Response Actions: As soon as this incident occurred we worked to mobilize the proper professionals in our facility and extended team.  Our on-site electrical contractors and technical team, worked quickly with the general contractors and UPS contractors to assess the situation and determine fastest course of action to bring customers back online.

As part of our protocol, we first conducted a thorough check of the affected ATS as well as the supporting PDU, UPS, transformer, generator, service entrance, HVAC, and electrical.  It was determined that all other equipment was functioning properly and that the failure was limited to the ATS device. This step was important for us to ensure that the problem did not affect other equipment or replicate at other service entrances.

It was further determined that the ATS would need extensive repairs and that the best scenario for our customers would be to install a temporary ATS. As the ATS changeover involved high-voltage power, it was important that we moved cautiously and deliberately to ensure the safety of our employees, contractors and customers in the building as well as our customers' equipment. Safely bringing the new unit online was our top priority.
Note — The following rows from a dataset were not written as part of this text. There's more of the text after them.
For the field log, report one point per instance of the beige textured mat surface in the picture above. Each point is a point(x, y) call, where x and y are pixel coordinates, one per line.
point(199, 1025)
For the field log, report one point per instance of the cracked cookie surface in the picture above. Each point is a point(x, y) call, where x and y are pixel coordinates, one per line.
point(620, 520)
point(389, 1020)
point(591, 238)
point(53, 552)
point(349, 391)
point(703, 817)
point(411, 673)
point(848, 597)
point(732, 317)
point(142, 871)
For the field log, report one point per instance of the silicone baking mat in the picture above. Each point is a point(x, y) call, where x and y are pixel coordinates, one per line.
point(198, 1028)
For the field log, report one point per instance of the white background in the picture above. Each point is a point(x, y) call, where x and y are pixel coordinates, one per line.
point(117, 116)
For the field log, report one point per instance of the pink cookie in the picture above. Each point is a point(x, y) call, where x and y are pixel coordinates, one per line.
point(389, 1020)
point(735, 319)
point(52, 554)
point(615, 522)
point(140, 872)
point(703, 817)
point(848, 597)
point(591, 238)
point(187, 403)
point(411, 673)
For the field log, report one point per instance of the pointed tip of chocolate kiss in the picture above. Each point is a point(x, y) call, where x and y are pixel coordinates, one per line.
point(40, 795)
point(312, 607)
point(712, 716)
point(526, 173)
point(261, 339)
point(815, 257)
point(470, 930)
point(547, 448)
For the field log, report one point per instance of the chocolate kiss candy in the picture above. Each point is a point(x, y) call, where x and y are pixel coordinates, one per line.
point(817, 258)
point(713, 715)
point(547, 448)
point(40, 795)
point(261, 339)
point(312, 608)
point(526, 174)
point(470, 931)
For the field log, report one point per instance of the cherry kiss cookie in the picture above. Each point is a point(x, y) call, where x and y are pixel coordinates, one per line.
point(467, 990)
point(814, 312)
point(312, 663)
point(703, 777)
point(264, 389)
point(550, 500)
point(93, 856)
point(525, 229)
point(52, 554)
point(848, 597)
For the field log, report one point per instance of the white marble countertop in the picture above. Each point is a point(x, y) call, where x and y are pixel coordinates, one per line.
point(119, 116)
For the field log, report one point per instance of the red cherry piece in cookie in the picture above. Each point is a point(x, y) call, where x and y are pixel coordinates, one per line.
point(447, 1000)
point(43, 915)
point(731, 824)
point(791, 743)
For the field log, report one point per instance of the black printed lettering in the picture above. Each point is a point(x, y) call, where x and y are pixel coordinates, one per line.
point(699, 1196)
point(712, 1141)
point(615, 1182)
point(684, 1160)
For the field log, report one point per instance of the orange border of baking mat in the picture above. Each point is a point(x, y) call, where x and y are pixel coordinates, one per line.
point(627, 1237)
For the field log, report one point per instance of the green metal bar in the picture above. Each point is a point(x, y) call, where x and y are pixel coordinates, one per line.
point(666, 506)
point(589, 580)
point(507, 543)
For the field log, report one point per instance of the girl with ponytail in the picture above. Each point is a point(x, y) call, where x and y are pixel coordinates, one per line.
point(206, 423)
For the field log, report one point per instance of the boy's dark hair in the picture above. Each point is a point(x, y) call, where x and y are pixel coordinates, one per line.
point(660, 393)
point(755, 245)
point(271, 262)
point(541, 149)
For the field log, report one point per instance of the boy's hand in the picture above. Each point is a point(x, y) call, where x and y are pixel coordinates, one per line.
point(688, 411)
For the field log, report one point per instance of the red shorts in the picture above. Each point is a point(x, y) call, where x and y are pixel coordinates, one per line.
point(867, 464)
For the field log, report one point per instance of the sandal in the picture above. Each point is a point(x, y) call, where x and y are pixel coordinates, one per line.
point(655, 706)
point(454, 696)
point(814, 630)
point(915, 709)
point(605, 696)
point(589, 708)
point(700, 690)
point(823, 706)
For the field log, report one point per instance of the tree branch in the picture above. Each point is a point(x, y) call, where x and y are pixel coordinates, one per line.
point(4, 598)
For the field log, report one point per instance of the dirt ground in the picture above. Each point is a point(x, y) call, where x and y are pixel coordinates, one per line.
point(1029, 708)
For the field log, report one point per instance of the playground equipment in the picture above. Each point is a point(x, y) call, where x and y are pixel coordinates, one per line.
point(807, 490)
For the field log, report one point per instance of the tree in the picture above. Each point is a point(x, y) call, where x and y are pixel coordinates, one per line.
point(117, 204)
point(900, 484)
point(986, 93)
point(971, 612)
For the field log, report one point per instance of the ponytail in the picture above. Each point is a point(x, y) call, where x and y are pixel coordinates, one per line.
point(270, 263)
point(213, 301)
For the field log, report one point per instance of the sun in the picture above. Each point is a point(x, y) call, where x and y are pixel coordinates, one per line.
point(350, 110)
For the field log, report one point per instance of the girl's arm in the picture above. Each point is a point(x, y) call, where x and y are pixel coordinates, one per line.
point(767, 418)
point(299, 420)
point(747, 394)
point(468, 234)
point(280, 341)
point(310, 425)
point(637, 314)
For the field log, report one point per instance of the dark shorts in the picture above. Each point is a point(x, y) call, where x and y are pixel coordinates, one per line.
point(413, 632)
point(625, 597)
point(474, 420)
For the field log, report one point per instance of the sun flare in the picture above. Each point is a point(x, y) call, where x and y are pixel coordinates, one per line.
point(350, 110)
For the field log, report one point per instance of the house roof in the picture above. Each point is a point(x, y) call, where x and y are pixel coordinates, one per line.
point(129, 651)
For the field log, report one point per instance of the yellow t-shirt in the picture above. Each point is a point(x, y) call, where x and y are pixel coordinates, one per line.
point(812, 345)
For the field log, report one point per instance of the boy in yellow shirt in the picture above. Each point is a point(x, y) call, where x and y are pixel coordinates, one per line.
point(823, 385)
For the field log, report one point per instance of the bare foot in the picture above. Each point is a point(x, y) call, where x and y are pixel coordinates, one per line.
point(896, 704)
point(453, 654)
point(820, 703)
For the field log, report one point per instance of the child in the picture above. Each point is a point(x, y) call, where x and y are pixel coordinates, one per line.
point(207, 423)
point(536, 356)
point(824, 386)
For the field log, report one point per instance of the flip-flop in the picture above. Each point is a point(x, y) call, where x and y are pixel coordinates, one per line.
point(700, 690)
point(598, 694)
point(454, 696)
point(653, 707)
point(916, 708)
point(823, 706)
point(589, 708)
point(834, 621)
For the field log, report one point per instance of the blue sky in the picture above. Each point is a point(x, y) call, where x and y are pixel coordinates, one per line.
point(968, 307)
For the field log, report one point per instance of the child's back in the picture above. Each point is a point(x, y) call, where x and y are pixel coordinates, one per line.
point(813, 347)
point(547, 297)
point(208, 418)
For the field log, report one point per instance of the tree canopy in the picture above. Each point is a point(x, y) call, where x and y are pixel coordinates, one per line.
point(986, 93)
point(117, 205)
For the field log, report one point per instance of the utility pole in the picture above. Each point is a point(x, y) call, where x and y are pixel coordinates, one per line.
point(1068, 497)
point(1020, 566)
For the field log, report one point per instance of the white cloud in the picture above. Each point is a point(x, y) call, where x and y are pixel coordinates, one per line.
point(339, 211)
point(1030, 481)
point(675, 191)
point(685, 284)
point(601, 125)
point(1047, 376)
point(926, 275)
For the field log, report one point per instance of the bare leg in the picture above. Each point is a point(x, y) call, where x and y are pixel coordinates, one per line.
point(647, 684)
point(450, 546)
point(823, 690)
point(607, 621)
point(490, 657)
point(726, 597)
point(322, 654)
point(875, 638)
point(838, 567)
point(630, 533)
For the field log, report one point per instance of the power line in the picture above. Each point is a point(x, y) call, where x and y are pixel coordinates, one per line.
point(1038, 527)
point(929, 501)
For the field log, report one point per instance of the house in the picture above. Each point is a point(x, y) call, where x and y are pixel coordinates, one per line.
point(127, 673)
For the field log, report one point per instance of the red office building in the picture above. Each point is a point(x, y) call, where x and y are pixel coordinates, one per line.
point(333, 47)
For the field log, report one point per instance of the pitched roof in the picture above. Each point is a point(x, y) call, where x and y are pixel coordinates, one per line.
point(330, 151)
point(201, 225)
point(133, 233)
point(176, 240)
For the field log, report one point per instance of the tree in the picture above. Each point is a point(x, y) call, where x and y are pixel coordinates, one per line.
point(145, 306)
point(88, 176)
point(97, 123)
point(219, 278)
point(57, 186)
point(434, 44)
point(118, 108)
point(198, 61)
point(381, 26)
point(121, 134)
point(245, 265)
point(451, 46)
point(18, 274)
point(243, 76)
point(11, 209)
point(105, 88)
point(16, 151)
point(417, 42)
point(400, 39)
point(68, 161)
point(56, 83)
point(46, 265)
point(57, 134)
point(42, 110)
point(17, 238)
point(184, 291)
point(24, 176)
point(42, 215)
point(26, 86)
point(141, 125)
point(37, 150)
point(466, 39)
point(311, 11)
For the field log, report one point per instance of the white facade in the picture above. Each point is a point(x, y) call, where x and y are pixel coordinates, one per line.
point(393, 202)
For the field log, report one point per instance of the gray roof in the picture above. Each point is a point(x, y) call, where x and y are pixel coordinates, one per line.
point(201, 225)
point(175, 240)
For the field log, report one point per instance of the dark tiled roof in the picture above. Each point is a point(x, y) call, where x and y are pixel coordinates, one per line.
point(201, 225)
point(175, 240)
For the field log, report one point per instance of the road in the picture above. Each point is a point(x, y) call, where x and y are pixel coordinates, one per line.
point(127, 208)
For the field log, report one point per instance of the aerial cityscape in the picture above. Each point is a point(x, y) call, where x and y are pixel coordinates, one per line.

After the temporary ATS was installed and tested, the team brought up the HVAC, UPS and PDU individually to ensure that there was no damage to those devices.  Then, the team restored power to customer equipment. Power was restored as of 6:31PM CDT.

The UPSs were placed in bypass mode on the diesel generator to allow the batteries to fully charge. The transition from diesel generator to commercial power occurred at 9:00PM CDT with no customer impact.

Colo4 technicians worked with customers to help bring any equipment online that did not come back on with the power restore or to help reset devices where breakers tripped during the power restoration. This process continued throughout the evening.

Assessment: As part of our after-action assessment, the Colo4 management team has debriefed with all on-site technical team and electrical contractors as well as the equipment manufacturer, UPS contractors and general contractors to provide assessments on the ATS failure. While an ATS failure is rare, it is even rarer for an ATS to fail and not allow it to go into bypass mode.

While the ATS could be repaired, we made the decision to order a new replacement ATS. This is certainly a more expensive option, but it is the option that provides the best solution for the long-term stability for our customers.

Lessons Learned: Thankfully we've experienced few issues during our 11 years in business though any issue is one too many.  As part of our after-action review, we have made additional improvements to our existing emergency/disaster recovery plans.

Our technical team, HVAC, electrical and general contractors brought exceptionally fast, sophisticated thinking and action to get our customers back in business as quickly as possible.  The complexity of working with power of that size and scale at any time, but especially under pressure, shows the level of merit, knowledge and resolve that these individuals have.  Thank you to the technical team and all our contractors for a job well done to safely restore power for our customers.

As part of the debrief, all Colo4 network gear in both facilities was checked to ensure all equipment was on redundant power, and all is connected properly.

Unfortunately, we weren't well prepared on the customer service side.  Our customers were stressed and needed more frequent updates from us along the way. We very much wanted to provide you with an ETA earlier.  Due to the extent and complexity of the failure, we were unable to provide a proper ETA quickly and did not want to send out false information or set the wrong expectation.

Next Steps: Once we receive and test the new ATS, we will schedule a maintenance window to replace the equipment. We will provide at least three days advance notice and timelines to minimize any disruption.